Der Farbeimer war zwar nicht tief gefallen, hatte aber trotzdem seinen Inhalt verkippt. Hatte niemanden gejuckt, der Fleck war, glaube ich, auch niemandem aufgefallen.
Die Tür quietschte leise. Scheiße. Ich hatte, in Gedanken versunken, nicht mehr dran gedacht. Dass ich hier an der Tür stand.
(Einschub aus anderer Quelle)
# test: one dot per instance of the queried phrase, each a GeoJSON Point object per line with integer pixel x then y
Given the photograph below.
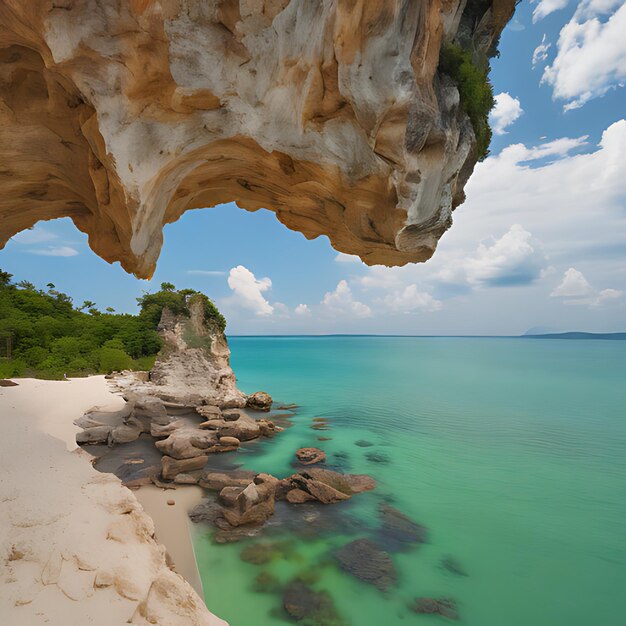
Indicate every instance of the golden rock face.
{"type": "Point", "coordinates": [123, 115]}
Meine Entschlossenheit herauszufinden, was los war, war von einem Moment auf den anderen weg. Nicht gut.
Es sah bestimmt komisch aus, wie ich da so unentschlossen stand, durch die Tür spähte und nichts tat, Wenn jetzt jemand kommen würde.
Ich war vollkommen ratlos. Alles war irgendwie aus meinem Kopf verschwunden. Ach was soll's, mach die Tür auf und zieh durch, dachte sich die wagemutige Seite von mir.
What the fuck, wurdest du irgendwie von dem Minzgestank von Verenas (oder Veras, wie sie sich nannte) Kaugummis benebelt?, fragte sich die vernünftige Seite von mir.
Ich höre jetzt auf die wagemutige Seite, beschloss ich. Ha, Problem gelöst. Niemals die Vernünftige nehmen, die bringt einem sowieso nie was, dachte ich mir mit einem Lächeln. Was ist schon Vernunft gegen Wagemut?
Ich schnappte mir die Türklinke und drückte, so leise wie möglich, die Tür vollständig auf. Die Personen waren nur noch ungefähr 17 Meter von mir entfernt. Zwei Personen und ich war alleine. Na toll. Davin, 16 Jahre, hat nichts besseres zu tun, als zu versuchen irgendwelchen Leuten zu helfen.
Die er noch nicht mal kannte. Ich pirschte mich auf nicht ganz so leisen Sohlen näher ran.
Ein lautes „Lass mich los!" kam von der einen Person. Frauenstimme, ungefähr 35 Jahre alt. Ich konnte die zwei Personen nur schemenhaft erkennen, bei der anderen Person tippte ich allerdings, rein der Silhouette nach, auf einen Mann. Nicht ganz klein, aber auch kein Riese.
Ich musterte die beiden leise. Sie hatten mich noch nicht bemerkt.
Und plötzlich geschah alles ganz schnell.
Ein Auto näherte sich, die Scheinwerfer beleuchteten die zwei Personen und ich blickte in zwei Augen. In zwei sehr bekannte Augen.
Es waren die verquollenen Augen meines eigenen Vaters.